On October 21, 2015, Medtronic plc (Medtronic) filed three separate inter partes review petitions (the Petitions) with the Patent Trial and Appeal Board (the PTAB) of the U.S. Patent and Trademark Office (PTO), challenging several of the claims of U.S. Patent Nos. 7,496,393 (the ’393 Patent), titled “Signal processing apparatus,” and 8,560,034 (the ’034 Patent), also titled “Signal processing apparatus,” which are owned by the Company. A patentability trial will commence if the PTAB decides to institute the inter partes review proceedings after considering the Petitions and the Company’s preliminary response to the Petitions. Medtronic has the right to stop paying royalties to the Company, subject to certain notice requirements, under its existing settlement agreement with the Company, and has informed the Company that it will terminate the settlement covenants and stop paying royalties to the Company when it feels it has reached an appropriate point in the process. The Company has opposed the requests to institute proceedings relating to the Petitions, including on the basis that Medtronic is estopped from challenging the patentability of the ’034 patent, because the claims were previously the subject of an interference proceeding between the Company and Medtronic’s subsidiary, Covidien plc, in which the PTO awarded the claimed subject matter to the Company. If the PTAB institutes the proceedings, the Company intends to defend the ’393 Patent and the ’034 Patent. The Company believes it has good and substantial responses to the Petitions, but there is no guarantee that the Company will prevail. The Company is unable to determine whether any loss will occur or to estimate the range of such loss; therefore, no amount of loss has been accrued by the Company as of the date of filing of this Annual Report on Form 10-K.
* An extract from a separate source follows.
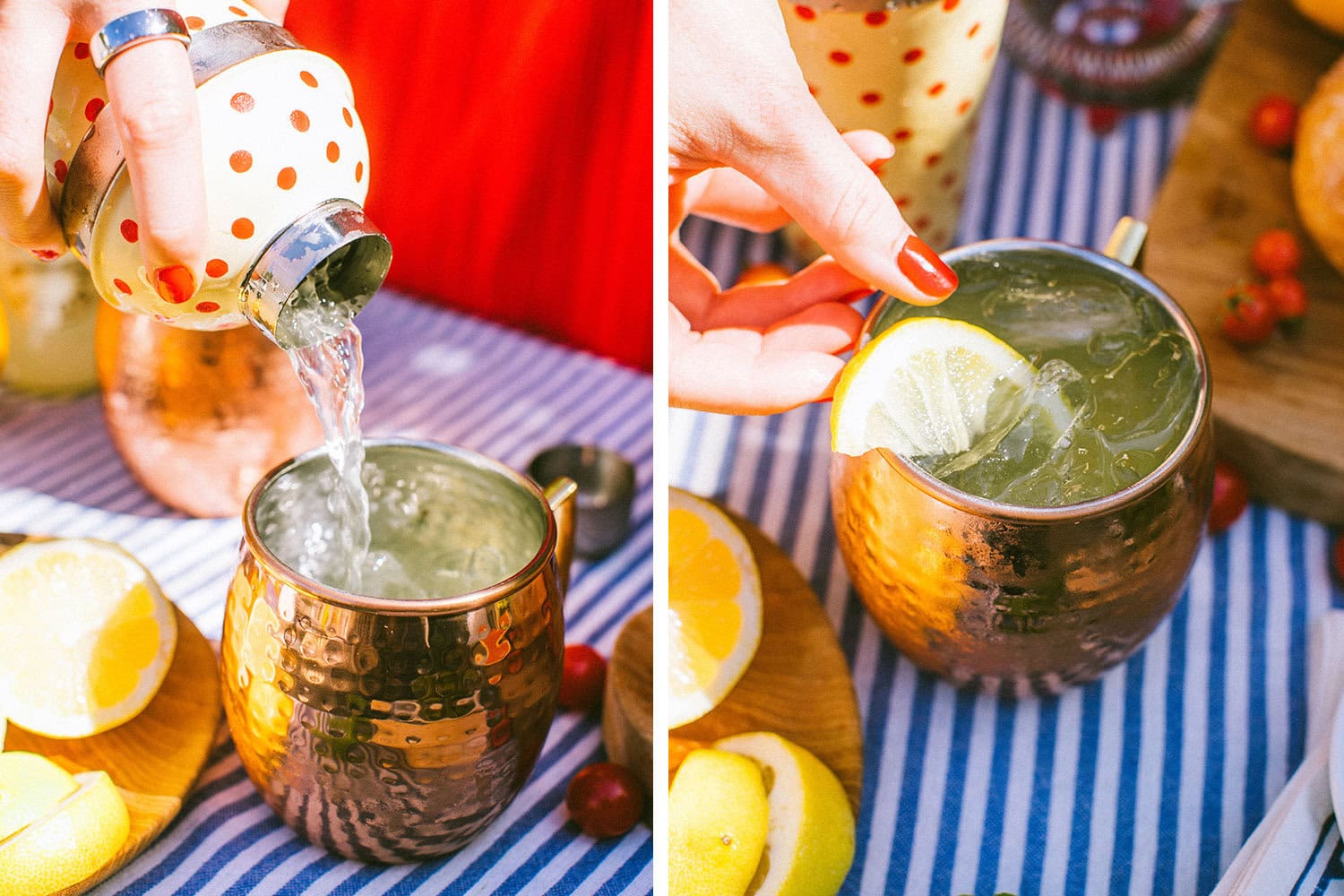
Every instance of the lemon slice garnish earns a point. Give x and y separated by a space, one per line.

From time to time, the Company may be involved in other litigation and investigations relating to claims and matters arising out of its operations in the normal course of business. The Company believes that it currently is not a party to any other legal proceedings which, individually or in the aggregate, would have a material adverse effect on its consolidated financial position, results of operations or cash flows.